Minami Funakoshi and Kaori Kaneko
AAP

The Japanese share market fell more than three per cent after a series of earthquakes measuring up to 7.3 magnitude struck a southern manufacturing hub, killing at least 42 people and forcing major companies to close factories.

About 30,000 rescue workers were on Monday scouring the rubble for survivors and handing out food to those unable to return home following the quakes that struck Kyushu island from Thursday.

The biggest hit near Kumamoto city early on Saturday.

"There are still missing people. We want to make further efforts to rescue and save people and prioritise human lives," Prime Minister Shinzo Abe told parliament, adding he aimed to declare the region a disaster zone to free up reconstruction funds.

The Nikkei stock index ended 3.4 per cent lower on Monday, hit by a stronger yen and as investors weighed the impact of the disaster on manufacturers' supply chains and insurers.

Factories for major manufacturers including Toyota, Sony and Honda were closed, disrupting supply chains around the country.

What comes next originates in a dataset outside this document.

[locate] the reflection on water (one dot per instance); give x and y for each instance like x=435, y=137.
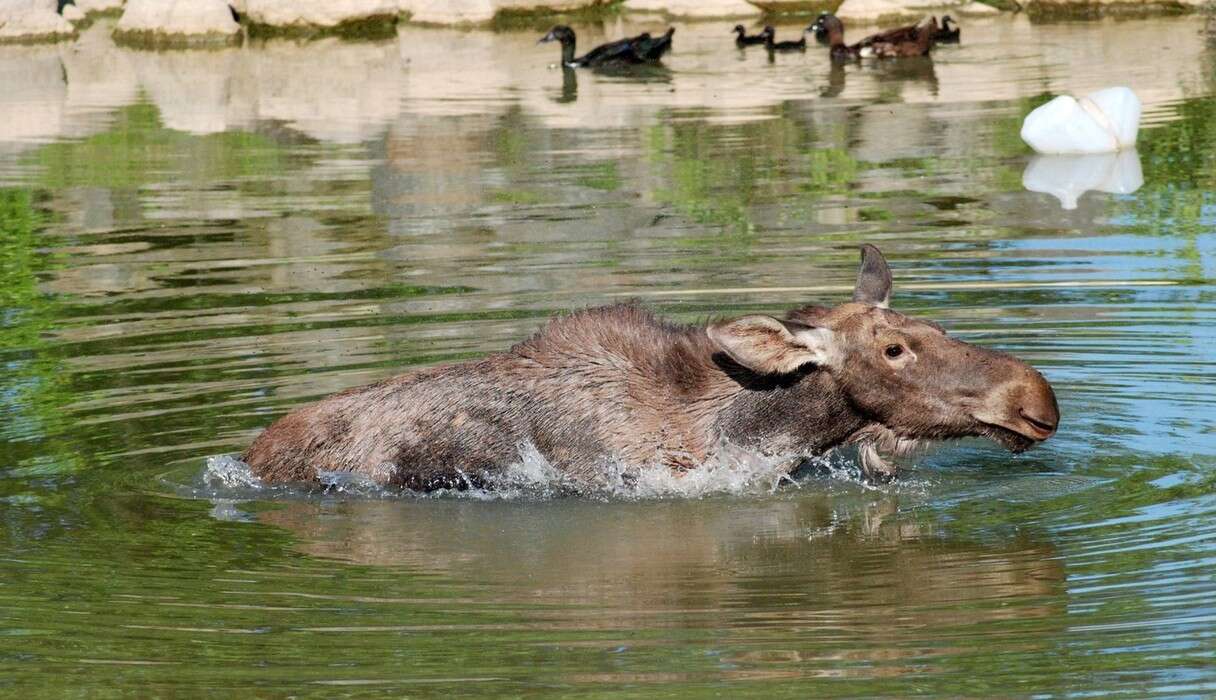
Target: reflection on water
x=193, y=243
x=1069, y=176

Japan's atomic regulator declared three nuclear plants in the region safe, giving a degree of comfort to a country deeply scarred by the Fukushima nuclear disaster of 2011 that was sparked by an earthquake and tsunami.

All commercial flights to the damaged Kumamoto airport were cancelled and bullet train service to the region was suspended.

Food was scarce as roads remained cut by landslides.

Evacuees made an SOS signal out of chairs at a school playground, hoping to catch the attention of supply helicopters, Japanese media reported.

Of more than 500 quakes hitting Kyushu since Thursday, more than 70 have been at least a four on Japan's intensity scale, strong enough to shake buildings.